Sie betrogen die Regierung, bestachen Abgeordnete und zögerten nicht, ihre besten Freunde oder Geschäftspartner in den Ruin zu treiben.
Trotzdem muss man im Nachhinein zugeben, dass sie die Männer waren, die die Eisenbahn erbauten und eine große Nation zusammenfügten. Man muss sie in ihrer Zeit sehen, Männer mit weniger Skrupel hätten damals garantiert Schiffbruch erlitten. Beispiele dafür gibt es in der Geschichte der Eisenbahn genug.
Um zu verstehen, was diese Männer vorantrieb, muss man ihre Geschichte kennen. Stellvertretend für die vielen kleinen und großen Eisenbahnmagnaten durchleuchtet der Westernkurier an dieser Stelle das Leben und Wirken drei dieser Männer, um dem geneigten Leser die Möglichkeit zu geben, sich einmal ein Bild von ihnen und ihrer Zeit zu machen und diese Epoche besser zu verstehen.
Einer von ihnen war Collis Potter Huntington, der zu den sogenannten Big Four, den Gründern der Pacific Railroad gehörte, ein anderer Thomas Durant, Vizepräsident der Union Pacific und damit sein direkter Kontrahent. Der Dritte im Bunde James Jerome Hill, der letzte der großen Gründer der Eisenbahngesellschaften.
Auch wenn sie, was Herkunft und Stand betrifft, nicht hätten unterschiedlicher sein können, hatten sie doch vieles gemeinsam. Sie galten allesamt als habgierig, hinterhältig und skrupellos und rafften Vermögen zusammen, die man nach heutigem Wert etwa auf 700 bis 800 Millionen Euro beziffern würde.
Collis Huntington wurde am 22. Oktober 1821 in Harwinton, Connecticut, geboren.

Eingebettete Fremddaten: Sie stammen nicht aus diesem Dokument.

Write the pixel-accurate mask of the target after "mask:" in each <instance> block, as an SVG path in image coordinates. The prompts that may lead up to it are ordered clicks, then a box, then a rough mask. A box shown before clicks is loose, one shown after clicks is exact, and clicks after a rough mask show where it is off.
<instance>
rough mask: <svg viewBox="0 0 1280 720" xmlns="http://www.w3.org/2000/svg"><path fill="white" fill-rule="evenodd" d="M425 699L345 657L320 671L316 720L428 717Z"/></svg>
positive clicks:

Mit wenig Geld und vielen Plänen fuhr er 1849 nach Kalifornien, um dort als Kaufmann seinen Weg zu machen. Weil die Schiffe nach Kalifornien aber ausgebucht waren, saß er 90 Tage auf der Landenge von Panama fest. Statt sich wie viele andere der Spielsucht, Trunkenheit oder Hurerei hinzugeben, machte er kleinere Geschäfte mit Lebensmittel wie Zucker, Trockenfleisch, Sirup und Kartoffeln und transportierte seine Waren auf dem Rücken. Als der junge Mann schließlich in San Francisco eintraf, hatte er sein Kapital vervierfacht und war erprobt im Geschäftsgebaren des Westens. Nach einem kurzen Intermezzo als Goldgräber etablierte sich der junge Huntington relativ schnell als Metallwarenhändler und ging 1855 mit Mark Hopkins, einem Goldgräber aus Michigan, eine Partnerschaft ein. Noch vor Beginn des nächsten Jahres beherrschte die Firma Huntington und Hopkins den Markt für Schaufeln, Sprengstoff und anderen Grundbedarf der Goldgräber. Als 1863 in Sacramento der erste Spatenstich einer Eisenbahnlinie ausgeführt wurde, gehörten beide zu den Gründern der Central Pacific.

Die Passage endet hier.